Alongside live shows by YouTubers, internet personalities and other online ‘influencers’, esports is an important growth area for live entertainment businesses, prized for its ability to fill arenas and stadia with thousands of young fans who may have little interest in concerts or other forms of live entertainment.

“With this partnership, we are bringing the two fastest-growing live entertainment categories together”

In May, German concert giant DEAG became the latest live music company to invest in the esports sector, joining music companies including AEGCAAMSG, Australia’s TEG and France’s Vivendi which have acquired stakes in, or partnerships with, major esports competitions and teams.

“With this partnership, we are bringing the two fastest-growing live entertainment categories together, enhancing the experience for both consumers and brands,” says Rob Ellin, chairman and CEO of LiveXLive, whose festival livestreaming partners include Rock in Rio, Sziget, Paléo Festival Nyon, EDC Las Vegas and Montreux Jazz Festival.

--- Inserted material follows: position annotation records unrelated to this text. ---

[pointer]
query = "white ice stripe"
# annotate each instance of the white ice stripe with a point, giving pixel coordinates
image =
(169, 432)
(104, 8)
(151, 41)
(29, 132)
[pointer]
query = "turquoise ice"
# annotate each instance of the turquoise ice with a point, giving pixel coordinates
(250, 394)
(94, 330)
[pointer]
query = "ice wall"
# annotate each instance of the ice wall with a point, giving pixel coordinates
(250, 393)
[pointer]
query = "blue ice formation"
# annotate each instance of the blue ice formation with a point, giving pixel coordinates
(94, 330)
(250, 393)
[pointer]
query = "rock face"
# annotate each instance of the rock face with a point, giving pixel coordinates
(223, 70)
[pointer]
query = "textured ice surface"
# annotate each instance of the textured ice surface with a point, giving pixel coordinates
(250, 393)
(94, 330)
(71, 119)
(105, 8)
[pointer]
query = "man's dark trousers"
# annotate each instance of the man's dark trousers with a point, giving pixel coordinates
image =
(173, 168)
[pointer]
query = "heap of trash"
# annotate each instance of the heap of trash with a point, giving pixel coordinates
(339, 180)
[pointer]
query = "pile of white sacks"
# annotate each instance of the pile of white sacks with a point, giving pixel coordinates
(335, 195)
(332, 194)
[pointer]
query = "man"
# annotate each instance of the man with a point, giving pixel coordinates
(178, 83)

“We’re also unifying two distinct communities – music fans and gaming fans – while at the same time continuing on our promise to provide the best in streaming entertainment to our core audience.”

In addition to its concert streams, Nasdaq-listed LiveXLive produces its own original music content, and also owns ticketing company Wantickets, management firm LXL Influencers and digital radio business Slacker. With esports, the company is understood to be diversifying further beyond music streaming amid investor pessimism about its business model.

Allied Esports, meanwhile, has 11 esports venue properties, including Esports Arenas in Las Vegas; Oakland, California; HyperX Esports Studio in Hamburg; and five arenas in China, including in Beijing, Shenzhen and Hangzhou. Its 12th arena, operated by Allied-affilitated Fortress Esports, will open in Melbourne later this year.

“Esports and gaming represent an expansive and emerging audience that has been incredibly hard to reach by those targeting its demographic,” says Jud Hannigan, CEO of Allied Esports. “Partnerships with forward-thinking companies like LiveXLive will allow us to continue to bridge the gap between esports and other entertainment industries and deliver high-end, brand-friendly experiences and content for consumers around the world.”